Building cars at BMW involves the handling of millions of parts flowing into a factory from more than 4,500 supplier sites. One factor increasing the factory logistics challenge for the BMW Group is the customizability offered by the company. With an average of 100 different options available, this translates into 99% of customer orders being unique to each customer.
“Ultimately, the sheer volume of possible configurations became a challenge to BMW Group production in three fundamental areas—computing, logistics planning, and data analysis,” said Jürgen Maidl, senior vice president of logistics for the BMW Group.
To better handle logistics within its factories, BMW now uses four types of material handling robots and a smart transport robot. These robots were developed using Nvidia’s Isaac robotics platform.
According to Nvidia, its Isaac software development kit provides these robots with neural networks capable of “addressing perception, segmentation, and human pose estimation to perceive their environment, detect objects, navigate autonomously and move objects. These robots are trained both on real and synthetic data using Nvidia graphics processing units (GPUs) to render ray-traced machine parts in a variety of lighting and occlusion conditions to augment real data.”
Hanns Huber, with BMW Group’s Communications Production Network, explained how the five different types of robots the company outfitted with Nvidia’s technology support factory logistics in production operations.
He said that, after delivery to the plant, parts are transported to the assembly line in containers of various sizes. Stationary SplitBots take full plastic boxes from the pallet in the incoming goods area and place them on a conveyor system that transports the boxes to a warehouse. The SplitBot also makes sure the containers are lined up correctly for automated storage. Using Nvidia’s artificial intelligence (AI), the SplitBot can detect and process up to 450 different containers.
Mobile PlaceBots unload tugger trains and place boxes loaded with goods on a shelf. These robots use Nvidia’s image recognition system to classify the small load carriers and determine the ideal grip point from the combined input of sensors, cameras, and artificial intelligence. These technologies allow the PlaceBots to move autonomously in a predetermined area.

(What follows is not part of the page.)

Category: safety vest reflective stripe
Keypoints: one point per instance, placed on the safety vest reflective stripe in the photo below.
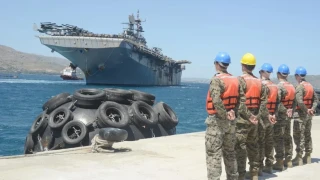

Another logistics robot, the PickBot has a robotic arm that it uses to collect various small parts from supply racks. Like the SplitBots, the PickBot uses Nvidia’s AI technology to calculate the right grip point.
The robotic manipulation arm of the SortBot takes empty boxes and puts them on a palette to be sent back to the supplier area. These SortBots are deployed in series production to stack empty containers on pallets before they re-enter circulation.
BMW’s autonomous Smart Transport Robots (STRs) can identify obstacles such as forklift trucks, as well as humans, to more accurately and quickly suggest alternative routes as needed. They can also learn from the environment and apply different responses to people and objects.
Huber noted that all of these robots have been developed by BMW in the past five years, with most being deployed and tested in BMW factories since 2019. “The robots are trialed during our development process at various BMW plants in Germany, as well as at our logistics laboratory in Munich,” he explained.
The STR was developed by BMW’s logistics innovation team together with Fraunhofer Institute Dortmund,” Huber added.
BMW’s work with Nvidia on this project began in 2019. “A BMW Group team of engineers worked on implementing the Nvidia technology with the robots,” Huber said. “The complete implementation was done in-house at BMW. Two teams from both sides—BMW Group and Nvidia—worked closely to customize and adapt a suitable solution. The first STR with Nvidia technology was deployed as a proof-of-technology in our logistics laboratory in Munich in May 2020." The first production test was expected to go live by the fourth quarter of 2020 or early 2021.
Nvidia notes that the real and synthetic data generated during the testing of these robots are used to train deep neural networks on Nvidia’s DGX AI infrastructure development systems. The robots are then continuously tested in Nvidia’s Isaac Sim simulators for navigation and manipulation development, operating on Nvidia’s Omniverse platform, where multiple BMW Group personnel in different geographies can all work in one simulated environment.
Huber said that, incorporating Nvidia’s AI technology into BMW’s robots allows BMW to “optimize our robotics and material flow, as well as take simulations in the planning process to a new level.”